Related to this post is more evidence that a little bad press doesn’t mean much if you get to keep your job:
Citizens Against Government Waste has ranked Mr. Stevens No. 1 every year since it began calculating lawmakers’ proficiency at bringing home pork in 2000. In 2005, Mr. Stevens brought home more than $645 million, or $984.85 for each Alaskan, the group says.
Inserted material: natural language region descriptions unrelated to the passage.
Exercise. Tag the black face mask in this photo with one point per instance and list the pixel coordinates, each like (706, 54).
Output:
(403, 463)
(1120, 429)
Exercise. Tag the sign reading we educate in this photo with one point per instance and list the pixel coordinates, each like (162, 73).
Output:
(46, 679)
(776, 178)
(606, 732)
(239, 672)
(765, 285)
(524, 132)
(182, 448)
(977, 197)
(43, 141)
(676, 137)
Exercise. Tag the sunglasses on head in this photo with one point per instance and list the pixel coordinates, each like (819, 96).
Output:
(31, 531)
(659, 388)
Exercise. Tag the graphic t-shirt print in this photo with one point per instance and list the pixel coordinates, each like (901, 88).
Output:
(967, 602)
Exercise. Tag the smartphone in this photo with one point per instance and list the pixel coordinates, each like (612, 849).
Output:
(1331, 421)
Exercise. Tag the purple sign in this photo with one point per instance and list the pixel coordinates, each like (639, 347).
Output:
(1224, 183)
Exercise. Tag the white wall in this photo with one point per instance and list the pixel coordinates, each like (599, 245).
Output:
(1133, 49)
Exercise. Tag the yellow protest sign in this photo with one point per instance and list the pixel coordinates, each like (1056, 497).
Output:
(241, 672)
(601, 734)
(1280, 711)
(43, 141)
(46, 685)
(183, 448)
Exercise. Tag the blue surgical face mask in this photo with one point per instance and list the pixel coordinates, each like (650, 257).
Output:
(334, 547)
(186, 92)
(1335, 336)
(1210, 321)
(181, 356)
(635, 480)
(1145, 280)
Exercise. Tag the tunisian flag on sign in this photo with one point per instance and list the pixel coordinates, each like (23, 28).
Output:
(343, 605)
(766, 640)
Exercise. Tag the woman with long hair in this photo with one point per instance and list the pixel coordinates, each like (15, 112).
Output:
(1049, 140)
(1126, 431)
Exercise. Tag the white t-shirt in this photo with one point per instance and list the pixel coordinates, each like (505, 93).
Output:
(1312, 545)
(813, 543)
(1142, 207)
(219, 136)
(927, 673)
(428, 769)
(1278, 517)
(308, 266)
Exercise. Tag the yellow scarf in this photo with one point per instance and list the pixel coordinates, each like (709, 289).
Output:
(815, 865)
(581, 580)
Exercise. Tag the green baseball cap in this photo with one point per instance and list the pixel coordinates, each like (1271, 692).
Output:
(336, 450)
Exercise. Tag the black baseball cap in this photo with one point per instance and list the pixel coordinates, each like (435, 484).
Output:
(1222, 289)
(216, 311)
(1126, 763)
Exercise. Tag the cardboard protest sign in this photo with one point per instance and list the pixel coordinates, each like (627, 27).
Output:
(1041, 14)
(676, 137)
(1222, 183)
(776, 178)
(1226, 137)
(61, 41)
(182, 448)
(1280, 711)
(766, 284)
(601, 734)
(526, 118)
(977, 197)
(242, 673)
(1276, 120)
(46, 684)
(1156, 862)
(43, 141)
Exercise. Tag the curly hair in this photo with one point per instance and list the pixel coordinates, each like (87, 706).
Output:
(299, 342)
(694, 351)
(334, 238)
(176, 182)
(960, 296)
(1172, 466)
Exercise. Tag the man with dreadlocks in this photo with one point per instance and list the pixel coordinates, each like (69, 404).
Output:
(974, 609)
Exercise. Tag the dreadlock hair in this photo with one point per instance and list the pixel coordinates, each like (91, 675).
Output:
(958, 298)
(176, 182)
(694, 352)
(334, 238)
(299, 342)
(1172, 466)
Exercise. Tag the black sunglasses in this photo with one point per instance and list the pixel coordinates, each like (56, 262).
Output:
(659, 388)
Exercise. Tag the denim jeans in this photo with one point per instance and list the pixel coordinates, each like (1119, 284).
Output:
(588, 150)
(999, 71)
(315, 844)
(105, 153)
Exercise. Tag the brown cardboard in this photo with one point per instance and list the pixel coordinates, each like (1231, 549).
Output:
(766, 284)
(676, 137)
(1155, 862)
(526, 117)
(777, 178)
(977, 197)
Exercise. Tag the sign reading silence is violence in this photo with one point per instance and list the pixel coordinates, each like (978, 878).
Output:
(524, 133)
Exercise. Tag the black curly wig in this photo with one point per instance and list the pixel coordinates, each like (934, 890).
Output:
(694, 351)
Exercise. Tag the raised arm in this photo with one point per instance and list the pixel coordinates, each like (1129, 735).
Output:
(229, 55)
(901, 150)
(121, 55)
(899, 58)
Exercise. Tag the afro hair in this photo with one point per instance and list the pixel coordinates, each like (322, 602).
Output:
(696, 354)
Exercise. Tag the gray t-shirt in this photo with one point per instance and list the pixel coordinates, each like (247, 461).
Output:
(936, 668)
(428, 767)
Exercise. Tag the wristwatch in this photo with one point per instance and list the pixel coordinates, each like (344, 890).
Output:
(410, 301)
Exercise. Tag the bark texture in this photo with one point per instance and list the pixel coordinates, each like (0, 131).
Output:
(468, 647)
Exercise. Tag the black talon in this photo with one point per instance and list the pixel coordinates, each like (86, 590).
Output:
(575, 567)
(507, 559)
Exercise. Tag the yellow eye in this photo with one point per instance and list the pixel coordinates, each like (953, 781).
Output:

And yet there’s always another story like this:
Tom Wilson is faced with a problem that many city administrators would envy: How to spend $1.5 million on a bus stop. Mr. Wilson, Anchorage’s director of public transportation, has all that money for a new and improved bus stop outside the Anchorage Museum of History and Art thanks to Republican Sen. Ted Stevens — whom Alaskans call “Uncle Ted” for his prodigious ability to secure federal dollars for his home state. Mr. Wilson is prepared to think big. The bus stop there now is a simple steel-and-glass, three-sided enclosure. Mr. Wilson wants better lighting and seating. He also likes the idea of heated sidewalks that would remain free of snow and ice, and he thinks electronic signs would be nice. “It is going to be a showpiece stop,” Mr. Wilson said. He acknowledges that the money has put him in an awkward position. “We have a senator that gave us that money, and I certainly won’t want to appear ungrateful,” he said. At the same time, he does not want the public to think the city is wasting the money. So “if it only takes us $500,000 to do it, that’s what we will spend.” That is still five to 50 times the typical cost of bus stop improvements in Anchorage. The money was contained in a $388 billion spending bill passed by Congress in November, when Mr. Stevens was head of the Senate Appropriations Committee.